The job of authoritarian...to be the Flock's memory of dead times and forbidden practices...is one that Kerioth shares to a limited degree with Jacob. The years that flow past the men are full of silences both beautiful and tense. The slow unfolding of Jacob's understanding of the Prophet, his family, and the very terrifyingly evil way the Flock keeps its promise of three wives for every average man, more for men of higher status, is a titanic blow to Jacob's sense of the rightness of the world he grew up in.
And, at the end of the book, the natural and inevitable and inescapable conclusion to the story...
...is completely upended and shook around and pounded on the storytelling rocks Author Renner has gathered, placed, balanced, and mortared into place, like an octopus being tenderized for dinner. Tentacles of tale meat flail in every direction. Eyes and brains pop against the solid foundation rocks with the force of the change in direction.
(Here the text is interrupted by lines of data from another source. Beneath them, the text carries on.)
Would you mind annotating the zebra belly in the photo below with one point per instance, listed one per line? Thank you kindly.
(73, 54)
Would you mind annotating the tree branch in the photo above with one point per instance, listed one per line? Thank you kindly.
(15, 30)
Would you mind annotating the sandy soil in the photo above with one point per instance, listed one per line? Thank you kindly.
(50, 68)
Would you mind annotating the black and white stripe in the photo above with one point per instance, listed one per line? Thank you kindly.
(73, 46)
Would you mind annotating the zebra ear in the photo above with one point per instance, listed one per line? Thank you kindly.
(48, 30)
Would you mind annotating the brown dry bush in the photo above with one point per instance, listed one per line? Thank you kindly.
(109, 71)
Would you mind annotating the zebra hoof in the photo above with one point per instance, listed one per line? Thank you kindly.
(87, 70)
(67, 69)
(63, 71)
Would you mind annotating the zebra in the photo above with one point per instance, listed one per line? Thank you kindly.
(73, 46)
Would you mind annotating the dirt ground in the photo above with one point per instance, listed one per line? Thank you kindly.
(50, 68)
But for once this sudden shift isn't cause for puma-screaming killing rage. It is a far, far, far more important story that, in the last lines, Author Renner promises us.
Six stars for that alone.
Also boosting the six-of-five case is Kerioth's intense and respectful passion, love, and need for Jacob. In a society that spends huge effort on controlling all females, males are untrammeled in any meaningful psychosexual ways. Kerioth could have started sexing up Jacob the second he saw the boy had he wanted to. Not one peep would've been uttered by anyone. Kerioth is so appalled by the idea of sexual abuse of children that he simply refuses to countenance it.
This resonates with me, as the child of a sexually abusive pedophile mother. It made me feel Kerioth, for all his fears and quirks, was at heart a decent man with a bedrock of honor from which he operates.
Jacob's growth into a partner for Kerioth is satisfying as well. Jacob never stops learning. Jacob also has a sneaky streak in his pragmatic nature. He "manages upward," so to speak, leading Kerioth to the conclusions that Jacob wants him to arrive at. The more information Jacob acquires, the more he leads his true love Kerioth into rebellious and seditious thought-patterns.
But the secret that the missionary center conceals...its true purpose to the Flock...is so extremely NOT what Jacob or I was expecting that it rockets this theocratic dystopia to the very top of my reading list for 2017. It is stunning. I can't even hint at it. I want everyone I know to read the book RIGHT NOW so we can all discuss this, this, I can't even be coherent, this abomination, this darker, more horrifying, more unspeakable cousin of the Final Solution.
Yes. I went there. Author Renner has, in these 300-ish pages, created a nightmare theocracy that is built on something worse than the Final Solution.
Fear him. Words have power. Read his $3.99 vision of a hell so awful you will not be able to look away or to fully process its scope.